Шишига с Водяным тужились свалить преграду с одной стороны, а с другой, низовой, – бесенята им помогали, распархивали донный песок для проточины.
В толпе какая-то родительница шептала на ухо своей горбатой девочке:
– Вон они, черти, хвостами-то плещут. А на столбе гляди – это караконжа костлявая. А ласка, кошка-то водяная, – на охлупне…
Отец Мирон махнул кадилом в сторону язычницы, припугнул. Воскликнул пронзительно:
– Вся бо можеши данною ти властию от Христа Бога. Аминь!
Толпа отозвалась повтором, и множество рук вскинулось в крестном знамении.
Отец Мирон стрельнул острым глазом в сторону Авдея – нет, не сподобился упрямец согласный крест на лоб наложить.
Ещё громче возопил тогда поп:
– Ему же подобает всякая слава, честь и поклонение.
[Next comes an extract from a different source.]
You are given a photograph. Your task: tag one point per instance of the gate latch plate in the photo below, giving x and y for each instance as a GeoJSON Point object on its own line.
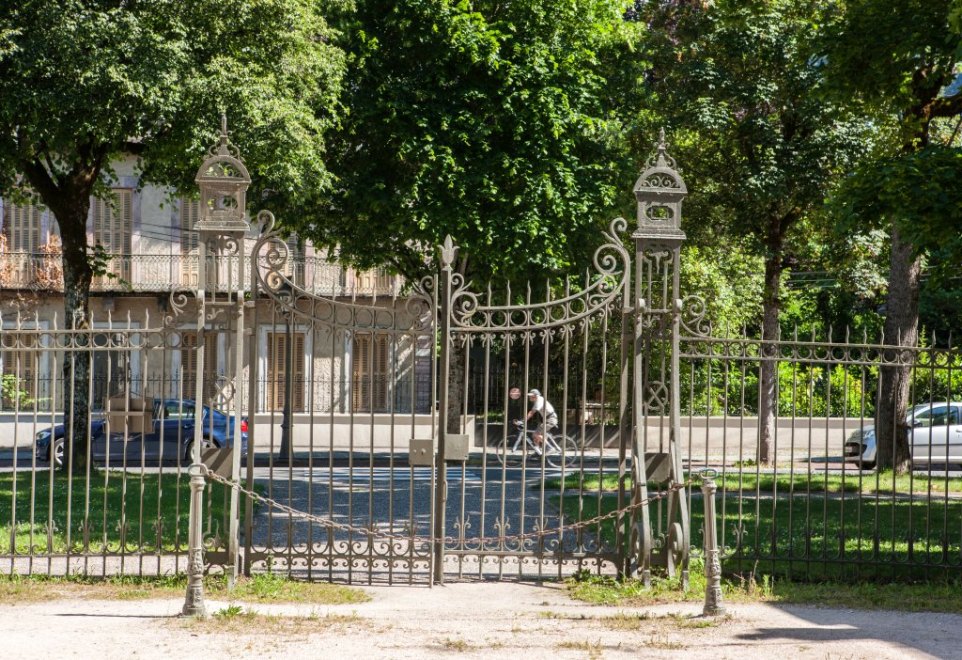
{"type": "Point", "coordinates": [455, 447]}
{"type": "Point", "coordinates": [421, 452]}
Аминь!
И опять, теперь уже угрозливо, отец Мирон сверкнул глазом в сторону Авдея.
Не проняло парня.
Крик отчаяния раздался:
– Со безначальным Отцем нашим, со Пресвятым Его Духом, ныне и присно и во веки веков. Аминь!
Полоснул ненавидящий взгляд священника по над толпой, словно голову Авдею желая отсечь.
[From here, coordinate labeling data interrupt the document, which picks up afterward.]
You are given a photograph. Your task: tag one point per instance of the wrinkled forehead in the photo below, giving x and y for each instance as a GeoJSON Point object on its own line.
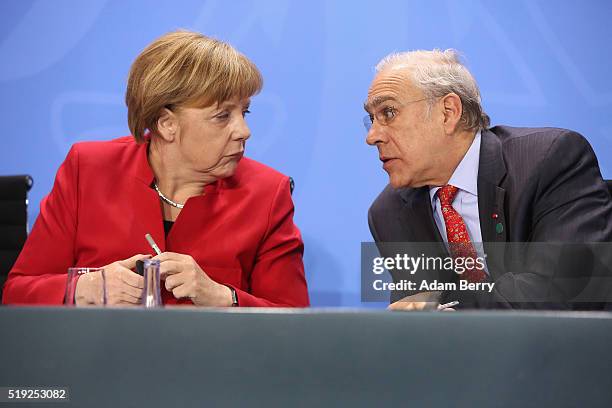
{"type": "Point", "coordinates": [393, 84]}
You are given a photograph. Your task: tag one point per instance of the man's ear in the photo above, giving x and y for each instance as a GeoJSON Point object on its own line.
{"type": "Point", "coordinates": [452, 112]}
{"type": "Point", "coordinates": [167, 125]}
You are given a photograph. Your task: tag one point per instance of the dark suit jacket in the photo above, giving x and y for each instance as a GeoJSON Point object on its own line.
{"type": "Point", "coordinates": [545, 186]}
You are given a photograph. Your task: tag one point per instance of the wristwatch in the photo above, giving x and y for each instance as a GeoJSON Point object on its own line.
{"type": "Point", "coordinates": [234, 297]}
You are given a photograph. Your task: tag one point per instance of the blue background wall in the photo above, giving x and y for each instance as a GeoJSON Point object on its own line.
{"type": "Point", "coordinates": [64, 64]}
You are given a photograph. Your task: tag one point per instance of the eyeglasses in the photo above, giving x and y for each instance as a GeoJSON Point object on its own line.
{"type": "Point", "coordinates": [385, 115]}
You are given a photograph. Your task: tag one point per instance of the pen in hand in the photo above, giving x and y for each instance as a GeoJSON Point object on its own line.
{"type": "Point", "coordinates": [448, 305]}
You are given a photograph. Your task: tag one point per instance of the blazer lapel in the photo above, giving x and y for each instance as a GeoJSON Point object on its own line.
{"type": "Point", "coordinates": [417, 216]}
{"type": "Point", "coordinates": [491, 208]}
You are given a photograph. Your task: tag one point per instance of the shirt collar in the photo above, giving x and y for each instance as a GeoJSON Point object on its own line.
{"type": "Point", "coordinates": [465, 176]}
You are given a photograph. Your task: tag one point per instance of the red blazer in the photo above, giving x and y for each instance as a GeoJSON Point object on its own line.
{"type": "Point", "coordinates": [240, 231]}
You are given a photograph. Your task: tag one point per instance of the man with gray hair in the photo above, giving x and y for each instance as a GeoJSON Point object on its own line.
{"type": "Point", "coordinates": [466, 187]}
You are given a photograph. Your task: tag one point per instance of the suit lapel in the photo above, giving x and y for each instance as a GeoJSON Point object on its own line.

А парень не только ухмыльнулся, но и в голос ответил:
– Бог только путь человеку указует, разум вкладывает. А спасение наше – не его забота, а каждого на земле. Разум духовный – се истина. Словеса книжников – суть ложь. Твой Бог мёртвых, мой Бог – живых…
Воздев к небесам руки с кадилом и крестом, кинулся дьякон на Авдея.
– Еретик! Прокляну! Нехристь угорская! Синцово отродье! Синец бо дьявол сиречь. Проклятье на тебе родовое! Фамильное!
И долго ещё ярился служивый в расступившейся толпе, в кругу изумлённой паствы. Кипятился. Горел. Так что казалось, дымок-то шёл от него самого, а не от кадила.
Хозяйственный Тит встрял вежливо:
– Как же теперь, отец Мирон? Можно воду пускать?
С досадой благословил духовидец начинание – веничком плеснул, святой водой окропил воду природную.
Колесо на сальной смазке тронулось бесшумно. Чем сильнее раскручивалось, тем больше стуков и скрежетов разносилось из нутра: шестерня об шестерню, ось об упор, порхлица об паз бегунца…
– Трах-тара-рах, – стоит дом на водах, – кричали в толпе.
Без зерновой подсыпки, насухо жёрнов раскрутился визгливо – хоть уши затыкай.